Um em cada seis alunos a frequentar as nossas escolas é de 19 nacionalidades diferentes. Qualquer turma do Primeiro Ciclo é hoje uma Babel em miniatura. O Porto vindouro já não é pensável sem as crianças estrangeiras. As mundividências de que estas são depositárias, por via dos pais, vão modelar a identidade portuense e torná-la uma identidade compósita.
É insólito que aqueles que desejam governar a cidade nos próximos quatro anos evitem discutir um fenómeno que está a reconfigurá-la e que a tornará, inevitavelmente - e brevemente -, numa outra cidade.
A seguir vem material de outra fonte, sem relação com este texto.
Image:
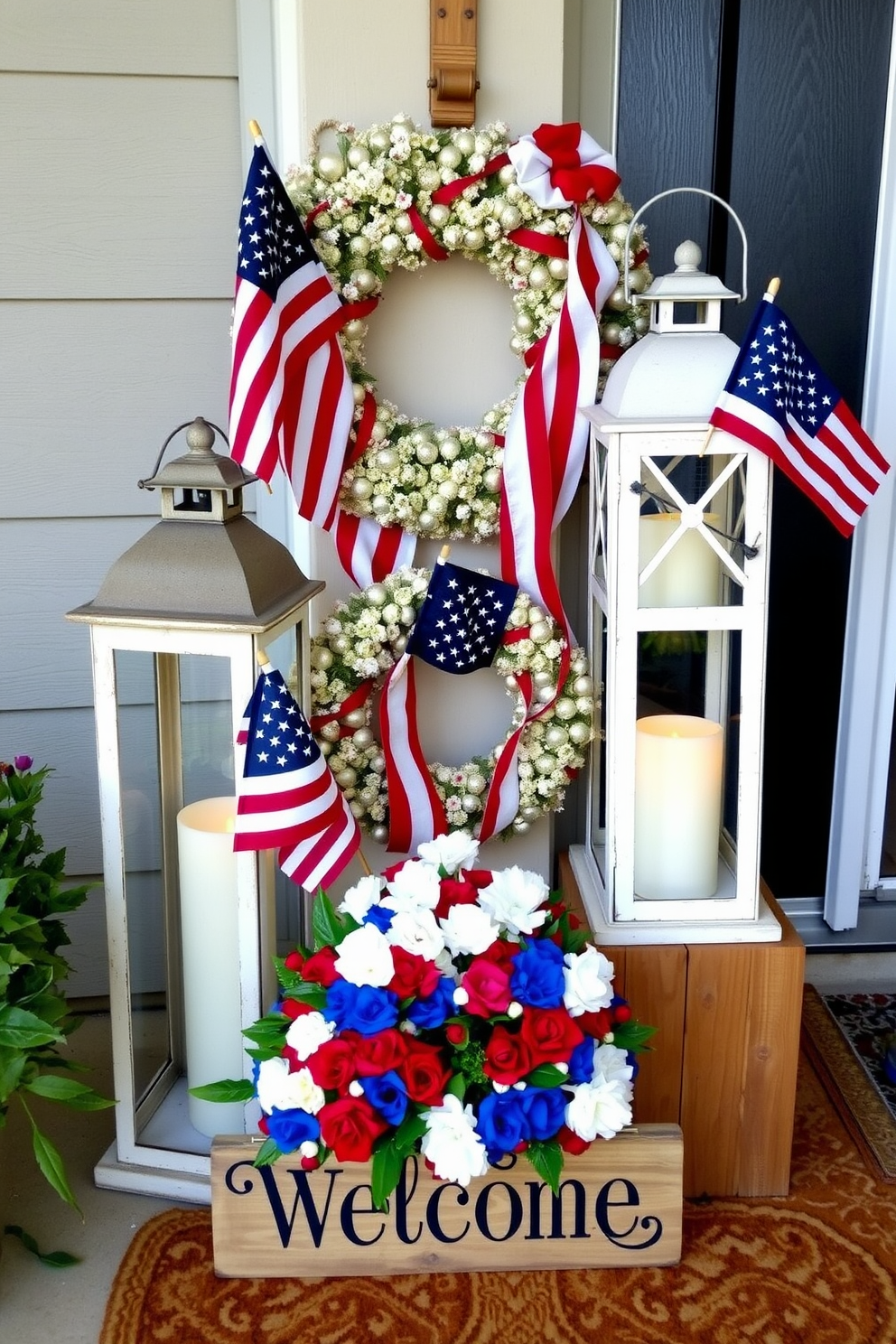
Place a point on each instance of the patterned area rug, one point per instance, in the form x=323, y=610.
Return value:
x=843, y=1036
x=817, y=1266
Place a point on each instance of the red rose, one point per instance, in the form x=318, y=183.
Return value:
x=425, y=1073
x=377, y=1054
x=551, y=1035
x=507, y=1057
x=595, y=1023
x=319, y=968
x=413, y=975
x=488, y=985
x=332, y=1065
x=571, y=1143
x=350, y=1126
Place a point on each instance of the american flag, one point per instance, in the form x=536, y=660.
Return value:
x=779, y=401
x=290, y=396
x=462, y=619
x=288, y=798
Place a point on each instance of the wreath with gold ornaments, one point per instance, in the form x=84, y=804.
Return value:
x=360, y=643
x=397, y=195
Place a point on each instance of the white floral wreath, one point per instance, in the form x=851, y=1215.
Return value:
x=369, y=206
x=364, y=638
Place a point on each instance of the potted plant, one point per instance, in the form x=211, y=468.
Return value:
x=35, y=1021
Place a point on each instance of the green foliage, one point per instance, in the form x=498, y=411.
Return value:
x=33, y=1015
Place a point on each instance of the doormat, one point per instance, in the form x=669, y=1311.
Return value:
x=843, y=1036
x=818, y=1265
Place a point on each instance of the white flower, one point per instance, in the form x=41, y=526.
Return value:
x=366, y=957
x=415, y=886
x=589, y=981
x=359, y=898
x=469, y=929
x=454, y=851
x=452, y=1143
x=281, y=1089
x=416, y=931
x=308, y=1034
x=600, y=1107
x=515, y=898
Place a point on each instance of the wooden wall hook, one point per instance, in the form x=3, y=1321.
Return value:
x=453, y=81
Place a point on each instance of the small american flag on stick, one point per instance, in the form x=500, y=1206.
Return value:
x=779, y=401
x=288, y=798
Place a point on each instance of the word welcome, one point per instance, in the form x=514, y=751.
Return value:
x=332, y=1200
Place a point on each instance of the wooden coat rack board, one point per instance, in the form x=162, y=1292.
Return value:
x=453, y=81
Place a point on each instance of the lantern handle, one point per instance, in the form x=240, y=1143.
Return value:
x=144, y=484
x=675, y=191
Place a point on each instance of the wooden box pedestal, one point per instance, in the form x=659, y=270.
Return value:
x=620, y=1204
x=724, y=1058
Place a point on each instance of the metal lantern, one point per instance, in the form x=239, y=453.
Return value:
x=678, y=574
x=176, y=630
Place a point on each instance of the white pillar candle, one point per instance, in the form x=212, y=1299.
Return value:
x=688, y=575
x=677, y=807
x=210, y=949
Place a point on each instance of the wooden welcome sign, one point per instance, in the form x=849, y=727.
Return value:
x=620, y=1204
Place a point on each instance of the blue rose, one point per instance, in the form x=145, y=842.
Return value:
x=290, y=1128
x=545, y=1109
x=430, y=1013
x=387, y=1094
x=375, y=1010
x=582, y=1062
x=380, y=917
x=537, y=975
x=501, y=1123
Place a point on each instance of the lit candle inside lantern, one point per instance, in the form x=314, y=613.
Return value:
x=677, y=807
x=688, y=575
x=210, y=950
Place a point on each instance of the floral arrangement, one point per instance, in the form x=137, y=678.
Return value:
x=361, y=640
x=33, y=1015
x=446, y=1010
x=372, y=204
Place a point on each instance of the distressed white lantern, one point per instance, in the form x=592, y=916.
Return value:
x=678, y=574
x=176, y=630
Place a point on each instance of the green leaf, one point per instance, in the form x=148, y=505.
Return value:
x=631, y=1035
x=69, y=1092
x=267, y=1153
x=229, y=1089
x=50, y=1164
x=386, y=1171
x=547, y=1159
x=547, y=1076
x=55, y=1260
x=22, y=1030
x=325, y=924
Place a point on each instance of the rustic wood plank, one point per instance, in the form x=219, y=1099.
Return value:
x=170, y=36
x=82, y=424
x=620, y=1206
x=135, y=207
x=771, y=1057
x=712, y=1078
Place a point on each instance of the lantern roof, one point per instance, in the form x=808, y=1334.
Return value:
x=204, y=564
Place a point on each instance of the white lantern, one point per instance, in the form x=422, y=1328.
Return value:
x=678, y=574
x=175, y=632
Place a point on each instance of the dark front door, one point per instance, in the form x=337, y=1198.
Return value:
x=779, y=109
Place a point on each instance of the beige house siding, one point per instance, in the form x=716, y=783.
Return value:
x=121, y=173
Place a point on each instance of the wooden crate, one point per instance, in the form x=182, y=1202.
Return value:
x=724, y=1058
x=620, y=1204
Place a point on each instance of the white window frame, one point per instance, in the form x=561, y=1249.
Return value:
x=869, y=660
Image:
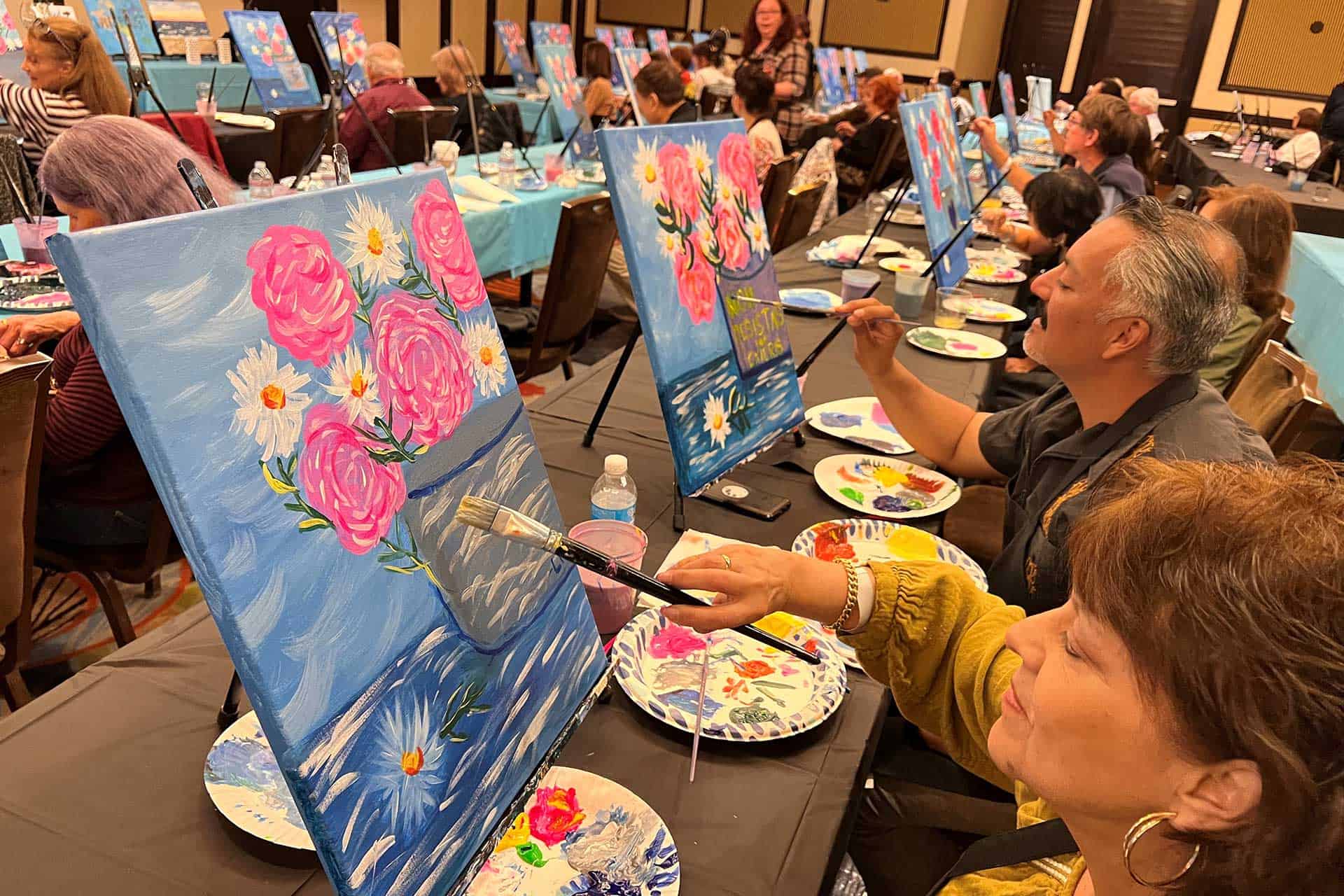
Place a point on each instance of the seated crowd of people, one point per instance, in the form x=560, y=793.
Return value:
x=1161, y=644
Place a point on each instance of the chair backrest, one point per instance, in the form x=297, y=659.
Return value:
x=23, y=400
x=1276, y=397
x=300, y=130
x=774, y=188
x=416, y=130
x=800, y=207
x=1272, y=328
x=878, y=174
x=578, y=266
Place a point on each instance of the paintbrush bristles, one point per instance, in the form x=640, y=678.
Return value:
x=477, y=512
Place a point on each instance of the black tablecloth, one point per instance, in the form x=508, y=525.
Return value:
x=102, y=777
x=1196, y=166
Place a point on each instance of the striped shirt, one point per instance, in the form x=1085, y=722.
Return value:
x=39, y=115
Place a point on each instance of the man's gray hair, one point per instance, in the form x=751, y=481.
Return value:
x=1183, y=274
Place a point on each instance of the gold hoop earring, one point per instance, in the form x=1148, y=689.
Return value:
x=1136, y=833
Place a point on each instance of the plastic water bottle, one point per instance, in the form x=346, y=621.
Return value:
x=260, y=182
x=507, y=166
x=613, y=493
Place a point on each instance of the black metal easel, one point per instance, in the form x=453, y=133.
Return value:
x=137, y=78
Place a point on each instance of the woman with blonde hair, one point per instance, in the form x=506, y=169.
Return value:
x=71, y=80
x=1262, y=222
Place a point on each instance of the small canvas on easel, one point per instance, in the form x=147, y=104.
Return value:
x=346, y=46
x=179, y=22
x=689, y=210
x=631, y=62
x=828, y=70
x=315, y=383
x=515, y=51
x=272, y=62
x=944, y=195
x=550, y=34
x=104, y=16
x=556, y=65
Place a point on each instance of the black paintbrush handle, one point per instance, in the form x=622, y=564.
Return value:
x=608, y=566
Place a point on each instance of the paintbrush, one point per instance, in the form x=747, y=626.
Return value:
x=495, y=517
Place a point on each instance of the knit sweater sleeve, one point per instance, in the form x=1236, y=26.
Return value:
x=937, y=641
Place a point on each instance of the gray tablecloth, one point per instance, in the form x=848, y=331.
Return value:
x=1196, y=166
x=102, y=777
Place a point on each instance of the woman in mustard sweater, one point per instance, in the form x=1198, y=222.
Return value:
x=1182, y=713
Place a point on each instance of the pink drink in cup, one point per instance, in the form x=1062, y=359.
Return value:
x=612, y=602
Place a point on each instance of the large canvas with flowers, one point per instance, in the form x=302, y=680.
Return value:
x=690, y=216
x=944, y=190
x=315, y=382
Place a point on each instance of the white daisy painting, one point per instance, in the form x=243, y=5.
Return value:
x=270, y=407
x=489, y=360
x=375, y=246
x=355, y=386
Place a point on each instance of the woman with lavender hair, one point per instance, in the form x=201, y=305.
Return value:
x=106, y=169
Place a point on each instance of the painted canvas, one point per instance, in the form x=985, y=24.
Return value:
x=515, y=51
x=344, y=43
x=556, y=65
x=689, y=210
x=608, y=38
x=851, y=74
x=828, y=70
x=176, y=22
x=546, y=34
x=315, y=382
x=277, y=74
x=944, y=192
x=629, y=64
x=1009, y=102
x=104, y=16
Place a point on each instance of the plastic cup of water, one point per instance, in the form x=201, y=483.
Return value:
x=910, y=295
x=612, y=602
x=855, y=284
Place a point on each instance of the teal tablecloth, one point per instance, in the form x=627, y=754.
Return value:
x=530, y=111
x=1316, y=286
x=515, y=238
x=175, y=83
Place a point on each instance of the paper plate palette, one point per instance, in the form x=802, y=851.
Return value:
x=860, y=421
x=808, y=301
x=986, y=311
x=580, y=834
x=882, y=540
x=753, y=694
x=904, y=265
x=995, y=274
x=43, y=301
x=956, y=343
x=886, y=488
x=246, y=786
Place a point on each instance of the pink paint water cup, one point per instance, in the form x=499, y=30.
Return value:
x=612, y=602
x=33, y=238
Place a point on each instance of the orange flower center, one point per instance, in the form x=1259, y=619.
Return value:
x=273, y=397
x=413, y=761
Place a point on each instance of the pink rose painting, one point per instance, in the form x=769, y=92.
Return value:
x=676, y=643
x=679, y=181
x=356, y=493
x=736, y=164
x=424, y=371
x=442, y=246
x=304, y=292
x=696, y=286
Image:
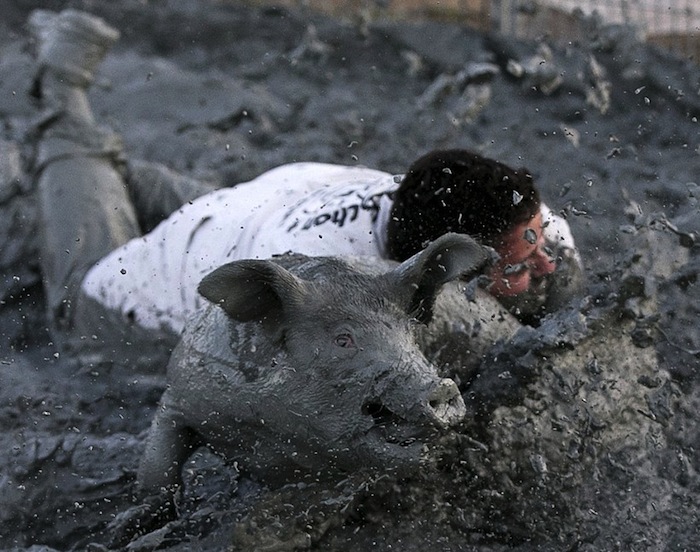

Desvalorizar a refundição demográfica, social e cultural em curso, vê-la como um apêndice, uma circunstância fortuita, é um erro crasso. Fugir ao tema no contexto da presente campanha - ou, pior ainda, pô-lo ao serviço da excitação securitária - é imperdoável. A fuga teve a bênção dos jornalistas, que abdicaram de perguntar aos candidatos como pretendem relacionar-se com estes 40 mil portuenses; como se propõem servir de mediadores entre eles e os "naturais"; o que farão para vencer as barreiras linguísticas existentes e para melhor conhecer - e dar a conhecer - estas pessoas. O desconhecimento leva à incompreensão e esta leva à hostilidade. No limite, leva à violência.
A seu tempo, com pedagogia, a identidade portuense irá incorporar a alteridade e escapar, assim esperamos, às armadilhas do essencialismo e às liturgias da autenticidade. Só que a classe política local parece impreparada para debater o fenómeno. Pudemos constatá-lo quando a proposta de Rui Moreira de facilitar a construção de duas mesquitas se estatelou no preconceito de uns e no silêncio de outros.
Discute-se agora se o Porto tem gente a mais ou gente a menos... Uma coisa é certa: o Porto tem gente nova. Fingir que ela não existe é quase tão irresponsável quanto sugerir que ela anda por aí a molestar os "verdadeiros" portuenses.